Present State		Next State		Flipflop Inputs*
$A$	$B$	$A^+$	$B^+$	$J_A$	$K_A$	$J_B$	$K_B$
$0$	$0$	$0$	$1$	$0$	$X$	$1$	$X$
$0$	$1$	$1$	$0$	$1$	$X$	$X$	$1$
$1$	$0$	$1$	$1$	$X$	$0$	$1$	$X$
$1$	$1$	$0$	$0$	$X$	$1$	$X$	$1$

*use excitation table of JK flipflop 

Solve for $J_A,K_A,J_B\;\text{and}\;K_B$ using K-map 

$J_B=1\quad K_B=1\quad J_A=B\quad K_A=B$

Now draw the counter using these equations 

Comments

Unfortunately i am not able to connect/ paste the diagram.

I drew 2 JK FFs.

Initially :

J1=0  K1=1

J2=0 (clock providing input to it, basically clock is low)

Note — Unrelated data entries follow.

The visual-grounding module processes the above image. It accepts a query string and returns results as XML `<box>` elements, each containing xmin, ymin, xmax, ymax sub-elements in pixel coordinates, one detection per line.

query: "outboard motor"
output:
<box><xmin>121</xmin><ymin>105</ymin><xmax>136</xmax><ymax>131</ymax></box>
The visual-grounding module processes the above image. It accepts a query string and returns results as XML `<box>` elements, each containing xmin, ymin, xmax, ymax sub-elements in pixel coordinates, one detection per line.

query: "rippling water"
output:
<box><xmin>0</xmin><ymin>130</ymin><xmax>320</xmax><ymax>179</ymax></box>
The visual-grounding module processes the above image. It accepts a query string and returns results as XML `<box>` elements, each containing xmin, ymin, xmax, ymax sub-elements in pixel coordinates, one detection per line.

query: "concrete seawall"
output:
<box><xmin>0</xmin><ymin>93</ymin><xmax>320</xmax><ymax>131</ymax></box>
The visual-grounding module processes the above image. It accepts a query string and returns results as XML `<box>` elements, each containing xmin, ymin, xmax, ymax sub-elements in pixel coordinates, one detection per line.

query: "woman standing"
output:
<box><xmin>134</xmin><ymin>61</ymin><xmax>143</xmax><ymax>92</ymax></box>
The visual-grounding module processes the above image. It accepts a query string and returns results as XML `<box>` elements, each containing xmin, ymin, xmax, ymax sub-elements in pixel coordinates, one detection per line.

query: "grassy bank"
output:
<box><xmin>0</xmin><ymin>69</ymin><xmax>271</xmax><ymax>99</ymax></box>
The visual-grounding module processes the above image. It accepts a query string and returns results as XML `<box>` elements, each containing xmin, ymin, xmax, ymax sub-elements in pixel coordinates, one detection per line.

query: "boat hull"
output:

Q1 serves as input to K2 (so, initially K2=0)

This is how, Q1 = Q2 = 0 initially.

Now, i worked it out using a combination of Truth table and excitation table as follows (It seems fine. I want to know if this approach is ok...)

clock	J1	K1	Q1	J2	K2	Q2
H	0	1	0(TT)	1	0	1(TT)
L	1	1	1(ET	0	0 retained from previous Q1	1(TT)
H	1	1	0(TT)	1	1 retained from previous Q1	0(TT)

---

initially $AB = 00$

$J_B=1 \;, K_B=1;\;\text{Toggle, or}\; B^+= J_BB'+K_B'B=1$

$J_A=B=0 \;, K_A=B=0;\;\text{No Change, or}\; A^+= J_AA'+K_A'A=0$

Next State $AB = 01$

$J_B=1 \;, K_B=1;\;\text{Toggle, or}\; B^+= J_BB'+K_B'B=0$

$J_A=B=1 \;, K_A=B=1;\;\text{Toggle, or}\; A^+= J_AA'+K_A'A=1$

Next State $AB =10$

$J_B=1 \;, K_B=1;\;\text{Toggle, or}\; B^+= J_BB'+K_B'B=1$

$J_A=B=0 \;, K_A=B=0;\;\text{No Change, or}\; A^+= J_AA'+K_A'A=1$

Next state $AB=11$

$J_B=1 \;, K_B=1;\;\text{Toggle, or}\; B^+= J_BB'+K_B'B=0$

$J_A=B=1 \;, K_A=B=1;\;\text{Toggle, or}\; A^+= J_AA'+K_A'A=0$

Next state $AB=00$ .... so on it will repeat the sequence

Answer 2

Well according to your question, assume values of q0=0 and q1=0.

 DESIRED OUTPUT IS : 00 01 10 11

 J1=K1=1, J1=Q0 exor Q1 , k0=0